| Abdul Razzaq walks back to the pavilion after a job well done in Jaipur on Tuesday. (AFP)
Jaipur: Sri Lankan captain Mahela Jayawardene’s worst fears came true under the Sawai Man Singh Stadium floodlights when the scandal-hit Pakistan team actually found a “different gear” to raise its game and pull off a victory which brought more than two points in the Champions Trophy.
Few may have given Pakistan much of a chance, but after Tuesday’s sterling show, few are going to question the team’s mental toughness. New Zealand and South Africa have much to worry, as one expects stand-in captain Younis Khan and his men to build on the confidence gained here.
“Jeetna zaroori tha, nahin to log aur baat karte,” acknowledged Younis, who risked hurting his back by lifting coach Bob Woolmer in an act which said so much. Fresh from a thanksgiving namaaz, he added: “We’re a Musalmaan team and the boys are strong... We were under pressure and, while I slept well last night, some of the boys couldn’t...”
They certainly will, Tuesday night. With Shoaib Akhtar and Mohammed Asif back home, Younis and Woolmer only had 12 to choose from. Not that it mattered.
According to Younis, who himself was at the centre of a captaincy drama in the lead-up to the team’s departure, he’d been asking his players to “chill out” and “forget the pressures” and they responded to his call. “I want them to play more freely, but this was our first match... My approach is to be positive and the quality of our cricket has to be good.”
Younis also made the politically correct statement: “Even if we win the tournament, (Inzamam-ul Haq) Inzy is going to be the captain... We’re missing him...” Disappointing for those sniffing for conspiracies, but great for the dressing room spirit. Pakistan’s four-wicket win (255 for six in 48.1 overs, chasing 254) is bound to lift the gloom which took a really dark shade not many hours before the first ball — thanks to Shoaib and Asif’s misdeeds — and the country’s President, Pervez Musharraf, must be particularly pleased.

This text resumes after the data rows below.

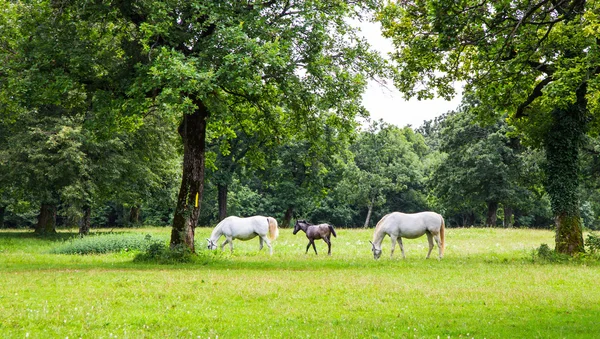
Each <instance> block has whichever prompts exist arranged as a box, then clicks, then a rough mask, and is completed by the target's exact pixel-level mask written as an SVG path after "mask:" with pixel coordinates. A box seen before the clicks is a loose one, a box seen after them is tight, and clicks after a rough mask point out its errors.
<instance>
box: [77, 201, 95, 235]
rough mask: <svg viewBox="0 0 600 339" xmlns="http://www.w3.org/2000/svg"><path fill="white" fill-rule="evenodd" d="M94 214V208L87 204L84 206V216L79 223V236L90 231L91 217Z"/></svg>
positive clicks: (82, 234) (89, 232)
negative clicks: (93, 211)
mask: <svg viewBox="0 0 600 339" xmlns="http://www.w3.org/2000/svg"><path fill="white" fill-rule="evenodd" d="M91 216H92V208H91V207H90V206H85V207H84V208H83V218H81V222H80V224H79V236H82V237H83V236H85V235H88V234H89V233H90V224H91V222H90V219H91Z"/></svg>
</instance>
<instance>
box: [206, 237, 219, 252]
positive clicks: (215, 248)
mask: <svg viewBox="0 0 600 339" xmlns="http://www.w3.org/2000/svg"><path fill="white" fill-rule="evenodd" d="M206 241H208V249H209V250H216V249H217V244H216V243H215V242H214V241H212V240H210V239H208V238H207V239H206Z"/></svg>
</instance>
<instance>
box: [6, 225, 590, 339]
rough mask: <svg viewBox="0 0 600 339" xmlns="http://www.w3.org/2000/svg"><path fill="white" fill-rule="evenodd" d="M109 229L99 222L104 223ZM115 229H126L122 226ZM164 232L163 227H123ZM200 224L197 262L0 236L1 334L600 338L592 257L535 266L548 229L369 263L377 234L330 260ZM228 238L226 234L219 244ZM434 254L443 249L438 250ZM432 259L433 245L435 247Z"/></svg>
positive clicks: (162, 235)
mask: <svg viewBox="0 0 600 339" xmlns="http://www.w3.org/2000/svg"><path fill="white" fill-rule="evenodd" d="M101 231H106V230H100V231H99V230H95V231H94V232H101ZM119 231H122V230H119ZM123 232H140V233H144V234H152V235H154V236H163V237H164V238H165V239H166V238H167V237H168V235H169V232H170V229H169V228H143V229H130V230H123ZM210 232H211V229H209V228H198V229H197V232H196V239H197V241H198V252H199V256H198V257H197V258H196V259H195V260H194V262H192V263H187V264H179V265H159V264H148V263H137V262H133V258H134V256H135V253H132V252H123V253H116V254H104V255H85V256H81V255H57V254H50V253H49V251H50V250H51V249H52V248H56V247H57V246H58V245H60V243H61V242H62V241H63V240H61V239H65V238H68V237H69V236H71V235H73V234H69V233H68V232H66V231H65V232H62V233H60V234H59V236H58V237H57V238H55V239H53V240H52V239H51V240H44V239H39V238H37V237H35V236H33V235H32V234H31V233H30V232H25V231H6V230H2V231H0V337H1V338H25V337H29V338H66V337H68V338H79V337H82V338H167V337H168V338H180V337H183V338H217V337H219V338H281V337H287V338H300V337H310V338H438V337H439V338H597V337H598V335H599V333H600V289H599V288H598V280H599V279H600V265H598V264H595V263H591V262H585V263H582V262H572V263H562V264H550V263H540V262H533V261H532V250H533V249H534V248H536V247H539V246H540V244H541V243H546V244H549V245H551V246H552V244H553V243H554V241H553V237H554V235H553V233H552V232H550V231H541V230H521V229H511V230H505V229H477V228H471V229H447V233H446V240H447V247H446V256H445V258H444V259H443V260H441V261H438V260H436V259H429V260H425V259H424V258H425V255H426V254H427V239H426V237H422V238H420V239H415V240H404V244H405V250H406V255H407V258H406V260H402V259H401V254H400V250H399V249H397V250H396V253H395V255H396V256H395V257H394V258H393V259H390V258H389V253H390V248H389V247H390V241H389V238H386V240H384V243H383V251H384V252H383V255H382V258H381V259H380V260H378V261H375V260H373V256H372V254H371V251H370V244H369V240H370V239H371V235H372V232H373V230H346V229H337V233H338V237H337V238H334V239H333V241H332V243H333V246H332V252H333V255H332V256H331V257H328V256H327V255H324V254H326V253H327V247H326V245H325V243H324V242H319V243H317V250H319V255H318V256H315V255H314V253H311V252H309V254H307V255H305V254H304V250H305V248H306V244H307V240H306V238H305V237H304V234H300V233H299V234H298V235H296V236H294V235H292V231H291V230H290V229H280V237H279V239H278V240H277V241H276V242H275V245H274V251H275V252H274V254H273V256H269V254H268V250H267V249H266V248H264V249H263V250H262V251H261V252H258V240H257V239H254V240H251V241H248V242H241V241H237V240H236V241H234V246H235V252H234V254H233V255H232V254H229V251H228V249H226V251H225V252H220V251H216V252H214V253H213V252H208V251H207V250H205V247H206V244H205V240H204V239H205V238H207V237H208V236H209V235H210ZM221 241H223V239H221ZM434 253H437V248H436V249H434ZM432 257H433V254H432Z"/></svg>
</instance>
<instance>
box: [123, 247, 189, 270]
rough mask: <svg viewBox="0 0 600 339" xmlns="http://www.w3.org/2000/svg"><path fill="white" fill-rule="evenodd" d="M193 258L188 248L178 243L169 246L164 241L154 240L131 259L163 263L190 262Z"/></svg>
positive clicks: (145, 262) (183, 262)
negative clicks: (160, 241)
mask: <svg viewBox="0 0 600 339" xmlns="http://www.w3.org/2000/svg"><path fill="white" fill-rule="evenodd" d="M194 258H195V256H194V254H193V253H192V252H191V251H190V249H189V248H187V247H185V246H183V245H178V246H173V247H172V248H170V247H169V246H168V245H166V244H165V243H164V242H155V243H152V244H150V245H149V246H147V247H146V248H145V249H144V250H143V251H142V252H141V253H138V254H137V255H136V256H135V258H134V259H133V261H134V262H139V263H158V264H164V265H171V264H178V263H186V262H191V261H193V260H194Z"/></svg>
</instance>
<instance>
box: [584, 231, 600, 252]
mask: <svg viewBox="0 0 600 339" xmlns="http://www.w3.org/2000/svg"><path fill="white" fill-rule="evenodd" d="M585 247H586V248H587V249H588V252H590V253H592V254H596V253H599V252H600V236H597V235H595V234H591V233H590V234H588V237H587V239H586V240H585Z"/></svg>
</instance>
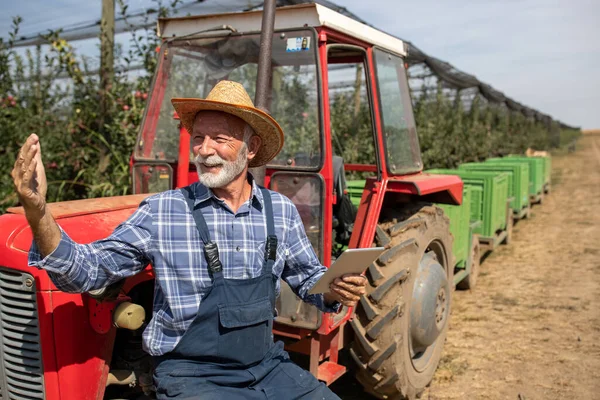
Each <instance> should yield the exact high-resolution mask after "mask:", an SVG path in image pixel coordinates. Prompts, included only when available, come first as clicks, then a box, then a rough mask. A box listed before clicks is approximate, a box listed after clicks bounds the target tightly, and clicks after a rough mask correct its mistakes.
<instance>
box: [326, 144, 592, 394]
mask: <svg viewBox="0 0 600 400" xmlns="http://www.w3.org/2000/svg"><path fill="white" fill-rule="evenodd" d="M552 169H553V174H552V192H551V193H550V195H549V196H547V197H546V198H545V199H544V203H543V204H542V205H538V206H535V207H534V208H533V215H532V218H531V220H525V221H521V222H519V223H518V224H516V226H515V229H514V233H513V241H512V243H511V244H510V245H508V246H502V247H500V248H498V249H497V250H496V251H495V252H494V253H492V254H491V255H490V256H489V257H488V258H487V259H486V260H485V261H484V262H483V264H482V266H481V269H480V278H479V280H478V283H477V285H478V286H477V287H476V288H475V290H474V291H462V292H461V291H457V292H456V293H455V296H454V303H453V304H454V305H453V311H452V317H451V325H450V331H449V333H448V339H447V342H446V346H445V348H444V355H443V358H442V361H441V363H440V367H439V368H438V371H437V372H436V375H435V377H434V381H433V382H432V384H431V386H430V387H429V388H428V389H427V390H426V391H425V393H424V394H423V396H422V398H423V399H436V400H437V399H515V400H524V399H527V400H530V399H585V400H587V399H600V135H586V136H584V137H583V138H582V139H581V140H580V141H579V143H578V146H577V151H576V152H575V153H572V154H557V155H555V156H554V157H553V159H552ZM340 383H341V382H340ZM340 386H341V385H340ZM340 386H337V387H339V388H340V389H339V390H340V392H341V393H340V392H338V393H339V395H340V396H341V397H342V398H343V399H355V398H367V396H366V395H364V396H363V397H356V396H357V391H360V389H359V388H358V387H356V386H355V385H353V384H349V382H346V384H345V385H343V386H341V387H340ZM349 386H352V387H353V388H352V389H351V390H350V388H349Z"/></svg>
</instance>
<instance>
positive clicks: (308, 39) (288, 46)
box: [285, 36, 310, 51]
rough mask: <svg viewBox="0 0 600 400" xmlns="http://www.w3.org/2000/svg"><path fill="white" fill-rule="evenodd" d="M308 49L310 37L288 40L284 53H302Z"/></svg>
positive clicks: (298, 37) (308, 48) (308, 36)
mask: <svg viewBox="0 0 600 400" xmlns="http://www.w3.org/2000/svg"><path fill="white" fill-rule="evenodd" d="M309 49H310V37H309V36H304V37H297V38H289V39H288V41H287V47H286V49H285V51H303V50H309Z"/></svg>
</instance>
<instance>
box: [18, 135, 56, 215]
mask: <svg viewBox="0 0 600 400" xmlns="http://www.w3.org/2000/svg"><path fill="white" fill-rule="evenodd" d="M11 176H12V178H13V182H14V184H15V189H16V191H17V195H18V196H19V201H20V202H21V204H22V205H23V208H24V209H25V214H26V215H27V218H28V219H31V218H34V219H38V218H41V217H42V216H43V214H44V211H45V207H46V192H47V190H48V184H47V182H46V171H45V170H44V164H43V163H42V150H41V147H40V139H39V138H38V136H37V135H36V134H35V133H32V134H31V135H29V137H28V138H27V140H26V141H25V144H24V145H23V147H21V150H20V151H19V154H18V156H17V161H15V166H14V167H13V170H12V172H11Z"/></svg>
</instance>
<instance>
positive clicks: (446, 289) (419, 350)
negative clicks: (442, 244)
mask: <svg viewBox="0 0 600 400" xmlns="http://www.w3.org/2000/svg"><path fill="white" fill-rule="evenodd" d="M415 279H416V280H415V285H414V289H413V297H412V303H411V307H410V335H411V343H412V350H413V354H418V353H421V352H424V351H425V350H427V348H428V347H429V346H431V345H432V344H433V343H435V341H436V339H437V338H438V336H439V335H440V333H441V332H442V331H443V329H444V327H445V326H446V323H447V321H448V312H449V310H450V307H449V300H450V286H449V284H448V278H447V277H446V271H445V270H444V267H443V266H442V265H441V264H440V263H439V262H438V260H437V258H436V256H435V254H434V253H433V252H429V253H426V254H425V255H424V256H423V258H422V259H421V262H420V264H419V270H418V272H417V276H416V278H415Z"/></svg>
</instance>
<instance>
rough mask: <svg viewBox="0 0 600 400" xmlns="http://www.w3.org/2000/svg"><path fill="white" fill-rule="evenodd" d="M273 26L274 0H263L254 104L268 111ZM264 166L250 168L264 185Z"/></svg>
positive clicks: (272, 41)
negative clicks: (255, 167) (256, 76)
mask: <svg viewBox="0 0 600 400" xmlns="http://www.w3.org/2000/svg"><path fill="white" fill-rule="evenodd" d="M274 26H275V0H265V1H264V3H263V16H262V27H261V33H260V52H259V54H258V76H257V78H256V97H255V98H254V105H255V106H256V108H259V109H261V110H263V111H266V112H269V110H268V104H269V96H270V94H271V93H270V91H271V47H272V44H273V29H274ZM265 171H266V168H265V167H264V166H263V167H257V168H251V172H252V175H253V176H254V179H255V181H256V183H258V184H259V185H264V183H265Z"/></svg>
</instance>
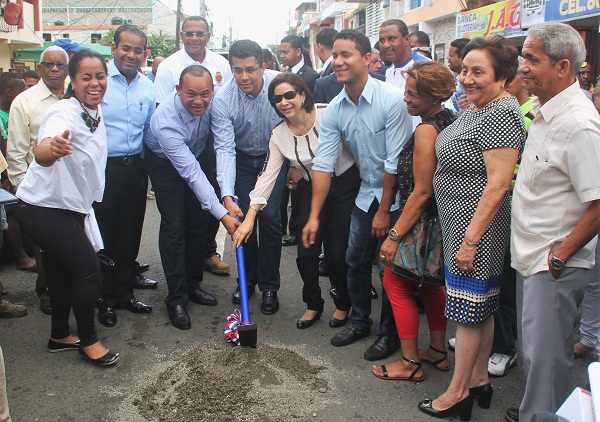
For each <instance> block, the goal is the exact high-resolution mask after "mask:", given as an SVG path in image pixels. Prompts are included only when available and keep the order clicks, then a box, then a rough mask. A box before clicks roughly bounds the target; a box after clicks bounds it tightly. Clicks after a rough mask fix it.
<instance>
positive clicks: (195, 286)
mask: <svg viewBox="0 0 600 422" xmlns="http://www.w3.org/2000/svg"><path fill="white" fill-rule="evenodd" d="M145 160H146V166H147V168H148V173H150V180H151V182H152V186H153V187H154V194H155V195H156V205H157V207H158V211H159V212H160V217H161V218H160V231H159V234H158V248H159V251H160V257H161V260H162V265H163V271H164V272H165V278H166V279H167V287H168V289H169V293H168V295H167V297H166V298H165V303H166V304H167V306H169V307H173V306H176V305H187V302H188V292H189V291H191V290H194V289H196V288H198V283H200V282H201V281H202V278H203V271H204V259H203V257H204V247H205V237H206V227H207V220H208V212H207V211H205V210H203V209H202V206H201V205H200V201H198V198H196V195H195V194H194V192H193V191H192V190H191V189H190V187H189V186H188V184H187V182H186V181H185V180H184V179H183V178H182V177H181V176H180V175H179V173H178V172H177V170H176V169H175V167H173V164H171V162H170V161H169V160H167V159H164V158H160V157H158V156H156V155H155V154H154V153H153V152H151V151H150V150H148V149H147V148H146V152H145Z"/></svg>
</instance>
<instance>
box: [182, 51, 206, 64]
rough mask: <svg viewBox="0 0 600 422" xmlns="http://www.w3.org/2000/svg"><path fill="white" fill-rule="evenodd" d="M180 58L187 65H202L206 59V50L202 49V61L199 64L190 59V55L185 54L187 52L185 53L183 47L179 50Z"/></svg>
mask: <svg viewBox="0 0 600 422" xmlns="http://www.w3.org/2000/svg"><path fill="white" fill-rule="evenodd" d="M180 51H181V57H182V58H183V61H184V62H185V63H186V64H187V65H190V64H198V63H200V64H202V63H204V62H205V61H206V58H207V57H208V52H209V50H208V48H206V47H204V60H202V61H201V62H199V61H198V60H194V59H192V57H190V55H189V54H188V53H187V51H185V47H183V48H182V49H181V50H180Z"/></svg>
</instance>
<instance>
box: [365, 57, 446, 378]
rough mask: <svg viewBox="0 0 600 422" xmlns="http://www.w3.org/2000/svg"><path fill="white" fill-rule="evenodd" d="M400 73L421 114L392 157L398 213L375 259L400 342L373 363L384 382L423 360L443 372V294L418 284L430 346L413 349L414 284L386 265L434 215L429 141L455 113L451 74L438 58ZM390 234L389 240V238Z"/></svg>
mask: <svg viewBox="0 0 600 422" xmlns="http://www.w3.org/2000/svg"><path fill="white" fill-rule="evenodd" d="M403 73H404V74H405V76H406V88H405V90H404V102H406V106H407V109H408V113H409V114H410V115H411V116H419V117H421V121H422V123H421V124H419V126H417V128H416V130H415V131H414V132H413V135H412V137H411V139H410V140H409V141H408V142H407V144H406V145H405V146H404V149H403V150H402V152H401V153H400V157H399V160H398V186H399V191H400V209H401V210H402V213H401V214H400V218H399V219H398V221H397V222H396V224H395V225H394V227H393V230H395V233H394V232H391V233H392V235H391V236H389V237H388V238H387V239H386V240H385V241H384V242H383V244H382V245H381V260H382V262H383V264H384V265H385V266H386V267H385V269H384V273H383V287H384V288H385V291H386V293H387V295H388V297H389V299H390V303H391V304H392V310H393V311H394V319H395V321H396V327H397V328H398V335H399V337H400V343H401V345H402V358H401V359H398V360H396V361H394V362H391V363H388V364H385V365H380V366H374V367H373V369H372V370H371V371H372V373H373V375H375V376H376V377H378V378H382V379H386V380H397V381H421V380H423V379H424V378H423V370H422V369H421V362H425V363H429V364H431V365H433V366H434V367H435V368H436V369H438V370H440V371H448V370H449V365H448V358H447V355H448V353H447V352H446V326H447V319H446V317H445V316H444V305H445V303H446V294H445V293H444V288H443V287H441V286H433V285H430V284H423V285H422V286H421V287H420V288H419V292H420V294H421V299H422V300H423V304H424V305H425V312H426V313H427V320H428V322H429V333H430V336H429V337H430V347H429V348H427V349H423V350H418V349H417V338H418V335H419V310H418V309H417V303H416V302H415V299H414V297H413V294H412V293H413V290H414V288H415V286H416V285H417V284H415V282H413V281H411V280H408V279H407V278H405V277H402V276H400V275H396V274H394V273H393V272H392V270H391V269H390V266H391V265H392V263H393V261H394V256H395V255H396V253H397V251H398V245H399V243H398V242H399V241H400V240H401V239H402V238H403V237H404V236H405V235H406V233H408V232H409V231H410V230H411V229H412V227H413V226H414V225H415V224H416V223H417V221H419V219H420V218H421V216H422V215H423V214H424V213H427V215H428V216H429V217H434V216H437V215H438V211H437V206H436V203H435V200H434V198H433V173H434V171H435V168H436V165H437V160H436V158H435V140H436V138H437V136H438V133H439V132H440V131H442V130H444V129H445V128H446V127H447V126H448V125H450V124H451V123H452V122H453V121H454V120H456V117H455V116H454V114H453V113H452V112H451V111H449V110H447V109H445V108H444V102H445V101H446V100H447V99H448V98H450V96H451V95H452V93H453V92H454V77H453V76H452V74H451V73H450V71H449V70H448V68H447V67H446V66H444V65H443V64H442V63H440V62H433V61H421V62H416V63H415V64H414V65H413V66H412V67H411V68H410V69H409V70H407V71H405V72H403ZM392 237H393V238H392Z"/></svg>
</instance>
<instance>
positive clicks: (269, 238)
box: [235, 151, 286, 292]
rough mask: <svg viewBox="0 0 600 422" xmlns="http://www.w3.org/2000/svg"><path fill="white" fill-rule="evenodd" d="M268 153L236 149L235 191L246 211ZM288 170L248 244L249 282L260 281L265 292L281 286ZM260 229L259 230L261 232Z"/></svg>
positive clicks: (250, 285)
mask: <svg viewBox="0 0 600 422" xmlns="http://www.w3.org/2000/svg"><path fill="white" fill-rule="evenodd" d="M266 158H267V156H266V154H264V155H259V156H256V157H255V156H252V155H248V154H244V153H243V152H240V151H236V180H235V194H236V195H237V196H238V199H239V201H240V208H241V209H242V212H243V213H244V214H246V213H247V212H248V208H249V206H250V197H249V195H250V192H251V191H252V189H254V185H256V179H257V178H258V175H259V174H260V172H261V170H262V168H263V166H264V164H265V160H266ZM285 176H286V172H285V171H284V169H282V170H281V172H280V173H279V176H277V181H276V182H275V186H273V191H272V192H271V196H270V197H269V202H268V204H267V206H266V207H264V208H263V209H262V210H261V211H260V212H259V213H258V216H257V218H256V220H257V222H258V224H257V227H255V229H254V231H253V232H252V234H251V235H250V237H249V238H248V241H247V242H246V243H245V244H244V255H245V260H246V283H247V284H248V287H250V288H251V289H253V288H254V286H256V285H257V284H258V288H259V289H260V291H261V292H276V291H278V290H279V283H280V277H279V263H280V261H281V215H280V212H279V204H280V202H281V194H282V192H283V186H284V184H285ZM257 233H258V234H257ZM259 245H260V246H259Z"/></svg>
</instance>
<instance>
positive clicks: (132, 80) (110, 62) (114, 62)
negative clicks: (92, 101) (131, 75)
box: [106, 59, 141, 85]
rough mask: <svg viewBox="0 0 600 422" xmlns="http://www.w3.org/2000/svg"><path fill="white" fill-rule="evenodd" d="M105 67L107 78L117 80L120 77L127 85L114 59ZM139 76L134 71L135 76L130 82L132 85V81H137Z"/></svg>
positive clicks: (125, 79) (125, 80)
mask: <svg viewBox="0 0 600 422" xmlns="http://www.w3.org/2000/svg"><path fill="white" fill-rule="evenodd" d="M106 67H107V69H108V76H109V77H111V78H119V77H120V78H122V79H123V81H124V82H125V83H126V84H128V83H127V78H125V75H123V74H122V73H121V71H120V70H119V68H118V67H117V65H116V64H115V60H114V59H113V60H111V61H110V63H109V64H107V65H106ZM140 76H141V73H140V72H137V71H136V75H135V77H134V79H133V80H132V81H131V83H133V82H134V81H137V80H138V79H139V78H140ZM120 78H119V79H120ZM128 85H129V84H128Z"/></svg>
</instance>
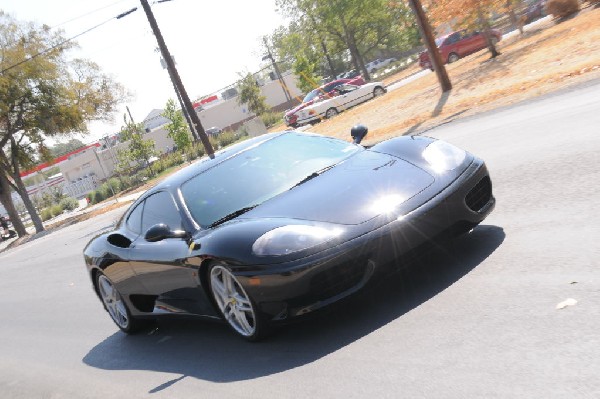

After all, favourite cricketer Abdul Razzaq emerged the Man-of-the-Match. He crippled Sri Lanka in the closing stages of their innings (after Jayawardene had won the toss) and, then, made capital of a let-off by T.M. Dilshan when on five. Eventually, Razzaq remained unbeaten on a sizzling 38 off 24 balls (2x4, 2x6).
Musharraf will also be delighted by the support Pakistan enjoyed. A group of Shiv Sainiks tried to mar the occasion, by demonstrating before the ODI got underway, but the thousands who turned up at the Stadium backed Younis and his men, not the Sri Lankans.
Incidentally, talking to The Telegraph, Razzaq (vice-captain for just a little over a day) said: “It’s one of our great wins, but I wouldn’t like to dedicate this award to anybody... Right now, I’m looking forward to my family coming over...”
The Sri Lankans, who topped the qualifiers, looked crushed.
“We had our chances, but didn’t take them... Overall, our game wasn’t up to standard... We didn’t play our A game... We fell 20-30 runs short... Now, we’ve got to put this defeat behind us... It’s important not to ‘stay’ in this game for too long,” remarked Jayawardene.
Surprisingly, he didn’t think dew was much of a factor when, after the initial rejoicing, Woolmer’s first move had been to rub his palms on the turf and assess nature’s contribution to Pakistan’s victory.
Barring the catch put down by Dilshan, the Sri Lankans paid for failing to truly build on the start provided by veteran Sanath Jayasuriya (48 from 35 balls). That five got into the 30s, but didn’t author a big score is something that’s going to worry Jayawardene and coach Tom Moody.
Pakistan were very well served by opener Imran Farhat, vice-captain Mohammed Yousuf and Shoaib Malik besides, of course, Razzaq.
Footnote: Younis, who arrived hoping for a Pakistan versus India final, emphasised that if the face-off does take place, the world will see the tournament’s “best match.” Both have started with full points, which is excellent for momentum and more.